Understanding GP experiences offers valuable insights that can inform targeted interventions and policies to enhance the quality of care for refugee women living with chronic pain. Future policies should look to enhance collaboration between GPs and refugee community members and liaise with refugee specific health professionals to better care for refugee women patients in mainstream primary care. These initiatives should prioritise administrative support systems such as refugee health nurses and work towards streamlining the integration of medical interpreters in general practice.
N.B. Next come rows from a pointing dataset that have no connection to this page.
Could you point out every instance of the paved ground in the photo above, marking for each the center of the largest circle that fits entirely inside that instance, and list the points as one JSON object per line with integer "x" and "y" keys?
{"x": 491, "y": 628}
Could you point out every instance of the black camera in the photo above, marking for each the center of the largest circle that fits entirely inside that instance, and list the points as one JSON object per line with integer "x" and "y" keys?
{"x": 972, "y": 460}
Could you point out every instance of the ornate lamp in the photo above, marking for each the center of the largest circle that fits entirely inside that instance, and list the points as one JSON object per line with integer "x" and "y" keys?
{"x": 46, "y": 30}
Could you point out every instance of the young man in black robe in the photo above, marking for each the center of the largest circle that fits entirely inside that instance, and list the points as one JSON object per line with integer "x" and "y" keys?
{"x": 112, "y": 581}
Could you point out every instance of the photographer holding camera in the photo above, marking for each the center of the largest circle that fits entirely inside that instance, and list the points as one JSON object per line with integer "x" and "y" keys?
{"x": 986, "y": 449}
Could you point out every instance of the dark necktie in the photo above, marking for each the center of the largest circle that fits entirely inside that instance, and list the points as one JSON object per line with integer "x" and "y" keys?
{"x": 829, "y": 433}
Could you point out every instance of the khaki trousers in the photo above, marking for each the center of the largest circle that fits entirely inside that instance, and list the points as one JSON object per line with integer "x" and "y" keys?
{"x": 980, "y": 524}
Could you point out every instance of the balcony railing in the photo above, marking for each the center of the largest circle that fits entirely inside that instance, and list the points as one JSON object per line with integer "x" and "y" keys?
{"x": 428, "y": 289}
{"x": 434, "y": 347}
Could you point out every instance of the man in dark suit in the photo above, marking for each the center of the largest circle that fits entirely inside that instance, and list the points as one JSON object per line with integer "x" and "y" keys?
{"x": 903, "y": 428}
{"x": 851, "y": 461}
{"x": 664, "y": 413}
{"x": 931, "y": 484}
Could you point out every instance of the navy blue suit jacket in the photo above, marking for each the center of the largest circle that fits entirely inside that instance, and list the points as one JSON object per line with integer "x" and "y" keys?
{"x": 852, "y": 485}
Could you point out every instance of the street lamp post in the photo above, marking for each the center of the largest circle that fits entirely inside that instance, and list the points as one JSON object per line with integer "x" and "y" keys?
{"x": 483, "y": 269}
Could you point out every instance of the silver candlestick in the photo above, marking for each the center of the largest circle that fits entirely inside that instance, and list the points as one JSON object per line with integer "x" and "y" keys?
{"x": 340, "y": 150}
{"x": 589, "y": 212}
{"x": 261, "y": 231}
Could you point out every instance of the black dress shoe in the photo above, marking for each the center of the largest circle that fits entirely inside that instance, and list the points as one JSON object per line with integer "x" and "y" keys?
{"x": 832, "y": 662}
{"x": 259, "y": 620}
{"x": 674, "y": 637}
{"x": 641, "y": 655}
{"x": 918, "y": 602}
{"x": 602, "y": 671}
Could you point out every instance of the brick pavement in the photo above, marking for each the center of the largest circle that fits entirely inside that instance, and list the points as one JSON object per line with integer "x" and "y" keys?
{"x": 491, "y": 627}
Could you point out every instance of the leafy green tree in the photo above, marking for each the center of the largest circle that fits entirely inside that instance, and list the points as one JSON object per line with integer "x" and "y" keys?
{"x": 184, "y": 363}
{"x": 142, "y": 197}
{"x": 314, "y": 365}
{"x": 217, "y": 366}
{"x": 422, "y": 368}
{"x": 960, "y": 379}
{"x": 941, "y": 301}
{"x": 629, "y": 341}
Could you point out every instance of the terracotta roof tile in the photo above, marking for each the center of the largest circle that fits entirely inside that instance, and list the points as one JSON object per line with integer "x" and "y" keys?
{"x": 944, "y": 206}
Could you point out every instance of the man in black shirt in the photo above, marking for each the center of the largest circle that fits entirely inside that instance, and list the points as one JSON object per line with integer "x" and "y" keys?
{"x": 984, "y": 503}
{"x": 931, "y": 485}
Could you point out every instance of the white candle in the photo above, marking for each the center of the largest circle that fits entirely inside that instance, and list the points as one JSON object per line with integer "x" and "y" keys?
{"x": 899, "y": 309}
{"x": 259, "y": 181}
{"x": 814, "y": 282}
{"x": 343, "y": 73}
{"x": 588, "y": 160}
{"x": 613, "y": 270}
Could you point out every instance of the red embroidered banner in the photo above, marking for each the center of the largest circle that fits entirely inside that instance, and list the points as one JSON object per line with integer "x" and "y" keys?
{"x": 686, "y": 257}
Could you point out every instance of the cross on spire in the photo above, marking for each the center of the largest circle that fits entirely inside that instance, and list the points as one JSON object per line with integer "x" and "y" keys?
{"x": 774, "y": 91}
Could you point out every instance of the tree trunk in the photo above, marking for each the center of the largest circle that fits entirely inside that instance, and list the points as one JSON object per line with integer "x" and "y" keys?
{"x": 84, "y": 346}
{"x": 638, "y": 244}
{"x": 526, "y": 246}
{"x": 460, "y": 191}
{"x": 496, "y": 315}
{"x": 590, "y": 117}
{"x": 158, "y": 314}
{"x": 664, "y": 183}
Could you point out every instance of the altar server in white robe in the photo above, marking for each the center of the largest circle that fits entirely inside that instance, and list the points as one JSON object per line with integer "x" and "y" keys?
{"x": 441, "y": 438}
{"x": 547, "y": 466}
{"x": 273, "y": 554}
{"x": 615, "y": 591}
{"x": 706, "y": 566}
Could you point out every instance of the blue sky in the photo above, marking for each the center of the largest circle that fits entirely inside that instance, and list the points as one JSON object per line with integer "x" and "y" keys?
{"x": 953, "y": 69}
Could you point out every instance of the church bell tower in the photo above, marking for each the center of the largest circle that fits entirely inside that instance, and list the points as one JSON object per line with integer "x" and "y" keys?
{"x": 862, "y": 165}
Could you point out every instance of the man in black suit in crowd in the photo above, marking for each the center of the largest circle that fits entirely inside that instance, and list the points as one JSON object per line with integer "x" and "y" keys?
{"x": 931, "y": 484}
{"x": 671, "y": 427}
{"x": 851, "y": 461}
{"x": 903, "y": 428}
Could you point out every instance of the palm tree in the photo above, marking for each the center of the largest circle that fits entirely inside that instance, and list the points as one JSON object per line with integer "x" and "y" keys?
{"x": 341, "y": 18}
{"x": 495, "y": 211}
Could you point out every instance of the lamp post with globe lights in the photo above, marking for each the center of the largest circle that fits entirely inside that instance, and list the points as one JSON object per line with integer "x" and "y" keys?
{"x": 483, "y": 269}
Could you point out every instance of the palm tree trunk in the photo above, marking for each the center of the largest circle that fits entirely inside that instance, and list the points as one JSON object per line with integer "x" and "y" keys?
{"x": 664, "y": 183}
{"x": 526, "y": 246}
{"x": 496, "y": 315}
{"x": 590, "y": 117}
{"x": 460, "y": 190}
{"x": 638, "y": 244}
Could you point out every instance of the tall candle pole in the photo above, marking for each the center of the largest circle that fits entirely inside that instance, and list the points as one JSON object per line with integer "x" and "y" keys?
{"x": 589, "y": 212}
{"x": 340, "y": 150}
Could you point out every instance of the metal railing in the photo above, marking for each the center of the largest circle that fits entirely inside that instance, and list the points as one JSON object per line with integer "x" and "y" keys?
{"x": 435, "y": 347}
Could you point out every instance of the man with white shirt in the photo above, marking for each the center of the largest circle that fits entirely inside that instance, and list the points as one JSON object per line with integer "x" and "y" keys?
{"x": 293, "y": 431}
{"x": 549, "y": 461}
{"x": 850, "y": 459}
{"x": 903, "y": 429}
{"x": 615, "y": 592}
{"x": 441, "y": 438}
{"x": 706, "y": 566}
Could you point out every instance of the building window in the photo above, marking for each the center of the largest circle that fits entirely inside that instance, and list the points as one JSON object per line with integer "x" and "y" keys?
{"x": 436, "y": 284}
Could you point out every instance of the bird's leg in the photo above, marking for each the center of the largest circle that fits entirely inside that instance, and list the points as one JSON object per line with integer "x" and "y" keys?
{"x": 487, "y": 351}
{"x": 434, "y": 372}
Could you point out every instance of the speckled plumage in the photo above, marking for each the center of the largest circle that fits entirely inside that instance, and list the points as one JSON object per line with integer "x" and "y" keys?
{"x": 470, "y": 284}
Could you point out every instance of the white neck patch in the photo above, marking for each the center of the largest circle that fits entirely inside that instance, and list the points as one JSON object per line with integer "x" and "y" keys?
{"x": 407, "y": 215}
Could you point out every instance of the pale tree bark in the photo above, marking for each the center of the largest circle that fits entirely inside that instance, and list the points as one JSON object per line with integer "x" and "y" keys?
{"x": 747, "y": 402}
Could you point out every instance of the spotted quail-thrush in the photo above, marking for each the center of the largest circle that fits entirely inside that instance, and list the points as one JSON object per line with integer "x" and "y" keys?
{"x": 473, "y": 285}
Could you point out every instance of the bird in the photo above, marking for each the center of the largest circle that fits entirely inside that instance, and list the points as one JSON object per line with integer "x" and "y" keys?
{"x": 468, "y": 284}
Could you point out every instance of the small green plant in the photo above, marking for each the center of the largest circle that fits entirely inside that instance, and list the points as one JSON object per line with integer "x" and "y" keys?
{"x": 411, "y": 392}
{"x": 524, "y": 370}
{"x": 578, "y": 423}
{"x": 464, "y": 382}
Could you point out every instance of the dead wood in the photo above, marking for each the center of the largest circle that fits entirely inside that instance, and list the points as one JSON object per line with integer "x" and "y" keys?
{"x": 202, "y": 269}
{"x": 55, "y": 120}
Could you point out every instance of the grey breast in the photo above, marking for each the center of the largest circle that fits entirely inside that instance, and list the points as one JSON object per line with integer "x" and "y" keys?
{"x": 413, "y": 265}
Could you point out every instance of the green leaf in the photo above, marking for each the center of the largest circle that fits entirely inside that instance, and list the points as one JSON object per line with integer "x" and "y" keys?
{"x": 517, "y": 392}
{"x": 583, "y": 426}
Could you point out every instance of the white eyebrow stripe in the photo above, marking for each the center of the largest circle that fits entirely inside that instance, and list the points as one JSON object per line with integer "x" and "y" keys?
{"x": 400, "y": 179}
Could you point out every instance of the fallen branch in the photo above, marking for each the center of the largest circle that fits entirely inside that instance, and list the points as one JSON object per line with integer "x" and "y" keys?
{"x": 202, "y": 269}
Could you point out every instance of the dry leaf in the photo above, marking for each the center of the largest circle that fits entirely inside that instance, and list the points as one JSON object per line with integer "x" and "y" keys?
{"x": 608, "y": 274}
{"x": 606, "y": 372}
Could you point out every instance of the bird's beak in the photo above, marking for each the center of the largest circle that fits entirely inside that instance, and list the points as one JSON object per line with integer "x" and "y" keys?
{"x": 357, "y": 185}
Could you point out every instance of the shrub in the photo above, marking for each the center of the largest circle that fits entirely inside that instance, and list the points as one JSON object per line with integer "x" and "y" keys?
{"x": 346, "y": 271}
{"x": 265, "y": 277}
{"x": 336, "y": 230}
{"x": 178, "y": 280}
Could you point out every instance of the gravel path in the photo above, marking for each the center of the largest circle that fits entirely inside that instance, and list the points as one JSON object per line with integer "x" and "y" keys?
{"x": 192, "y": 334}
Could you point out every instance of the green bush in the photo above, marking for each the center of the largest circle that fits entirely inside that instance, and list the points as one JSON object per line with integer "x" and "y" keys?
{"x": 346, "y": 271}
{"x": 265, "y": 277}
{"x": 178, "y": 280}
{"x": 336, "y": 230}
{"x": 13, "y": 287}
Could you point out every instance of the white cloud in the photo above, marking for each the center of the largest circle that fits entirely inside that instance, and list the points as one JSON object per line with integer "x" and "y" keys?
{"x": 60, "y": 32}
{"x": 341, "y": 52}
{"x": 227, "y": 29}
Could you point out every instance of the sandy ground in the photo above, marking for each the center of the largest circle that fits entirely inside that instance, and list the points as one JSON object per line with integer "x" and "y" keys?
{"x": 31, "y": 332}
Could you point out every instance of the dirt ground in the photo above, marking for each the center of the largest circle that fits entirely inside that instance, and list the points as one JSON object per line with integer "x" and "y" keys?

Furthermore, improved awareness and uptake of existing Medicare fundings streams such as CDM, mental health and refugee health assessments plans are needed to effectively address the distinct requirements of refugee communities. Lastly, postgraduate curricula should look to integrate more refugee health topics to better equip GPs with the necessary skills and knowledge to bolster their confidence and clinical acumen when providing care for refugee women facing complex chronic pain.